The old woman moved across the room to Cynthia’s bed and sat down on it. “I heard you coming down the road and went to the front window. I had sent Brother Hillhouse for you, but it was Nelson Floyd who brought you home. Didn’t Brother Hillhouse get there before you left?”
“Yes, but I had already promised Mr. Floyd.”
The old woman met her daughter’s glance steadily. “I suppose all I’ll do or say won’t amount to anything. Cynthia, you know what I’m afraid of.”
Cynthia stood straight, her face set and white, her great dreamy eyes flashing.
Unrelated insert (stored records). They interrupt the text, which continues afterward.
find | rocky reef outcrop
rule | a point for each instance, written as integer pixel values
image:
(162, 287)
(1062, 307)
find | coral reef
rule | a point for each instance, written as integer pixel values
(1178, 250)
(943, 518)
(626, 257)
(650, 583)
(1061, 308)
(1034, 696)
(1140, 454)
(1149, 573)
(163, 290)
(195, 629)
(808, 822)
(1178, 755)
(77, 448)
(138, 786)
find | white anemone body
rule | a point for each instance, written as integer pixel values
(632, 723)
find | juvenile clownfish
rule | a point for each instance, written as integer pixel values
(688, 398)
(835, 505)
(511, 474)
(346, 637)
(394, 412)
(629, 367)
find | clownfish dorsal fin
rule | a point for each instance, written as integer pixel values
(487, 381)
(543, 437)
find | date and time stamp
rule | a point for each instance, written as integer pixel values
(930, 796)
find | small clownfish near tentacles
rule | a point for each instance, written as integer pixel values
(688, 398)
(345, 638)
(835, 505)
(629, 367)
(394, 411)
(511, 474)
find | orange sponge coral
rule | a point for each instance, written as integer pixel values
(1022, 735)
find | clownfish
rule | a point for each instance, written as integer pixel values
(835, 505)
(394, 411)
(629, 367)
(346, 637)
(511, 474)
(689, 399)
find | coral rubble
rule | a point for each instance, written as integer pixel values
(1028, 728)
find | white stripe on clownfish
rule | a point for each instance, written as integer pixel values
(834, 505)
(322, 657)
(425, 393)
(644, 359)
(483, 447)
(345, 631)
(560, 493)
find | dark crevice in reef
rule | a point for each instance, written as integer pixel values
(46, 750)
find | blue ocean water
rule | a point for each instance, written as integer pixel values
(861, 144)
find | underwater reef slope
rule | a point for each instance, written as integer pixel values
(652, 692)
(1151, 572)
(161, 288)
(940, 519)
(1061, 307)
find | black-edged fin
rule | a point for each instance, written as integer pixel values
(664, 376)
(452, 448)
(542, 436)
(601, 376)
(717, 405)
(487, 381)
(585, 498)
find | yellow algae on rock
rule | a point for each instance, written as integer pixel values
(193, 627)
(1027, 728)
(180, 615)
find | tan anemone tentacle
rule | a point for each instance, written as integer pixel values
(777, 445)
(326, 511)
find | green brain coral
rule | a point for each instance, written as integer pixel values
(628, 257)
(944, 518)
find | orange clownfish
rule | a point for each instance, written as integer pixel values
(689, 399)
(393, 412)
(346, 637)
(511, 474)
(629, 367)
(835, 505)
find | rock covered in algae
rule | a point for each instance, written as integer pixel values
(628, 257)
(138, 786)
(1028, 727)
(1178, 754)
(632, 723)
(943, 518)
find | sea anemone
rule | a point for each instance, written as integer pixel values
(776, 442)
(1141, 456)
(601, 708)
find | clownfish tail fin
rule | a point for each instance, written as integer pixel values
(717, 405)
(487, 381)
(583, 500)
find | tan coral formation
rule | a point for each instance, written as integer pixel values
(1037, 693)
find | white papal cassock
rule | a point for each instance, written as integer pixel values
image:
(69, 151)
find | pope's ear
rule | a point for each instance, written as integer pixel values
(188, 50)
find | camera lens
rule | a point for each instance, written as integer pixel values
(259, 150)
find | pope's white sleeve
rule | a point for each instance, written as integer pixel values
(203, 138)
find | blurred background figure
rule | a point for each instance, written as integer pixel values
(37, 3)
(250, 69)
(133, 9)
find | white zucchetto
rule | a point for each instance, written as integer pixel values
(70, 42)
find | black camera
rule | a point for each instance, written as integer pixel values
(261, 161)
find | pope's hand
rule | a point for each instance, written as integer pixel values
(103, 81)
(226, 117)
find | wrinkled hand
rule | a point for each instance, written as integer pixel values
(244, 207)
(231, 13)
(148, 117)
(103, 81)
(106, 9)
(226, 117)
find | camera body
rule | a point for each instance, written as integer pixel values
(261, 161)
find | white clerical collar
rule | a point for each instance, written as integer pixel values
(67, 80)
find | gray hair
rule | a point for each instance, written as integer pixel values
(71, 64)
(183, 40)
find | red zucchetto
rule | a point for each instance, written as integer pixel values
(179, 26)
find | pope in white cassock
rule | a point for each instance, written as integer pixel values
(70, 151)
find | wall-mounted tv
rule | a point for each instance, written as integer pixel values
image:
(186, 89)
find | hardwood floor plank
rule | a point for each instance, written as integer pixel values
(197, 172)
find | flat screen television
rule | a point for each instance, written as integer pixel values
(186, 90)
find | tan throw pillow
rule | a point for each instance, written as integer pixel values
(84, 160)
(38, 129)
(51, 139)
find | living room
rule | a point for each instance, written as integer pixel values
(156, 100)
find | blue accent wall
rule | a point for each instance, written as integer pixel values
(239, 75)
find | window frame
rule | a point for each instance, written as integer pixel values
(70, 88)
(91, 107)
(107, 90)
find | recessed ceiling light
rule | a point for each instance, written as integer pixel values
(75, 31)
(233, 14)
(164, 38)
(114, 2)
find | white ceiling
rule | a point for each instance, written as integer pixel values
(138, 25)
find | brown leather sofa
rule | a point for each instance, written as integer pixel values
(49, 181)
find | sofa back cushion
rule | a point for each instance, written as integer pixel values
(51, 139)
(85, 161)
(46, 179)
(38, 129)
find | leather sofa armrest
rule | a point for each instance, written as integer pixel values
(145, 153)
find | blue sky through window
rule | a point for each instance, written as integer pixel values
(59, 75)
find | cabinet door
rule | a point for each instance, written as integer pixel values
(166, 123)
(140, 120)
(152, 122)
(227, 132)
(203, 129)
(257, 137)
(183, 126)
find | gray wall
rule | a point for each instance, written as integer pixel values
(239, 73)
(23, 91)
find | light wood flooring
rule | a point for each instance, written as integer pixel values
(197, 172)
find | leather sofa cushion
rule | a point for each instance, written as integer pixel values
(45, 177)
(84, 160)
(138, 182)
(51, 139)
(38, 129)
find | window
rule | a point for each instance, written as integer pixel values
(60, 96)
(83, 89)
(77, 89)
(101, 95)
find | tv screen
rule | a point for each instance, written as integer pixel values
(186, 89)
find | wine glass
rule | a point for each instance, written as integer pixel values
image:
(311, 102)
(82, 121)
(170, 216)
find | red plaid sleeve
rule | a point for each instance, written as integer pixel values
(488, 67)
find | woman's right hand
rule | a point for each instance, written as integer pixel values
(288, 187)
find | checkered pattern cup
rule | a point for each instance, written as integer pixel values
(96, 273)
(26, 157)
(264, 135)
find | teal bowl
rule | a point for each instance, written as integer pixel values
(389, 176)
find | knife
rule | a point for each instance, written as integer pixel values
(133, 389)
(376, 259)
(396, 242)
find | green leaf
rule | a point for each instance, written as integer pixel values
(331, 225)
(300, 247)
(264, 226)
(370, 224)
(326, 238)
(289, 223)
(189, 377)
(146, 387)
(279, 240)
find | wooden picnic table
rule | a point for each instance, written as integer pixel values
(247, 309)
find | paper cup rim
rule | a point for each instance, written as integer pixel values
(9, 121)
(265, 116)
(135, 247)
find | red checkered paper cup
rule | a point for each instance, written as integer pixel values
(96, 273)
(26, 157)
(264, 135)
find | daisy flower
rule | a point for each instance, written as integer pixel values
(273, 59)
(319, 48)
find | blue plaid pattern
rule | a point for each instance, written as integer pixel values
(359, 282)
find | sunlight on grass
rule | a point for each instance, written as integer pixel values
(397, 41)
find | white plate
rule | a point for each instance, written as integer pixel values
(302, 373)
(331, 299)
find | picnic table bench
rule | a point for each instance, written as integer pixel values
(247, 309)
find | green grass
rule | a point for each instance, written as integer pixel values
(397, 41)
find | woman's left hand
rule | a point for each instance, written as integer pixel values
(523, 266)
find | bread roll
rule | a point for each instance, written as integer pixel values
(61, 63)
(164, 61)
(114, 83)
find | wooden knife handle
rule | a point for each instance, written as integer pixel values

“Yes, and that’s the insult of it, mother. I tell you, you will drive me too far. A girl at a certain time of her life wants a mother’s love and sympathy; she doesn’t want threats, fears and disgraceful suspicions.”
Mrs. Porter covered her face with her bony hands and groaned aloud.
“You are confessing,” she said, “that you are tied an’ bound to him by the heart, and that there isn’t anything left for you but the crumbs he lets fall from his profligate table.”
“Stop!” Cynthia sprang to her mother and laid her small hand heavily on the thin shoulder. “Stop! You know you are telling a deliberate—” She paused, turned and went slowly back to the bureau. “God forgive me! God help me remember my duty to you as my mother. You’re old; you’re out of your head!”
“There, you said something.” The old woman had drawn herself erect and sat staring at her daughter, her hands on her sharp knees. “You know my sister Martha got to worryin’ when she was along about my age over her lawsuit matters, and kept it up till her brain gave way. Folks always said she and I were alike. Dr. Strong has told me time after time to guard against worry, or I’d go out and kill myself as she did. I haven’t mentioned this before, but I will now. I can’t keep down my fears and suspicions while the very air is full of that man’s doings. He’s a devil. Your pretty face has caught his fancy, and your holding him off, so far, has made him determined to crush you like a plucked flower. Why don’t he go to the Duncans, and the Prices, and lay his plans? Because the men of those families shoot at the drop of the hat. He knows your pa is not of that stamp, and that you haven’t any men kin to defend our honor. He hasn’t any of his own; nobody knows who or what he is.”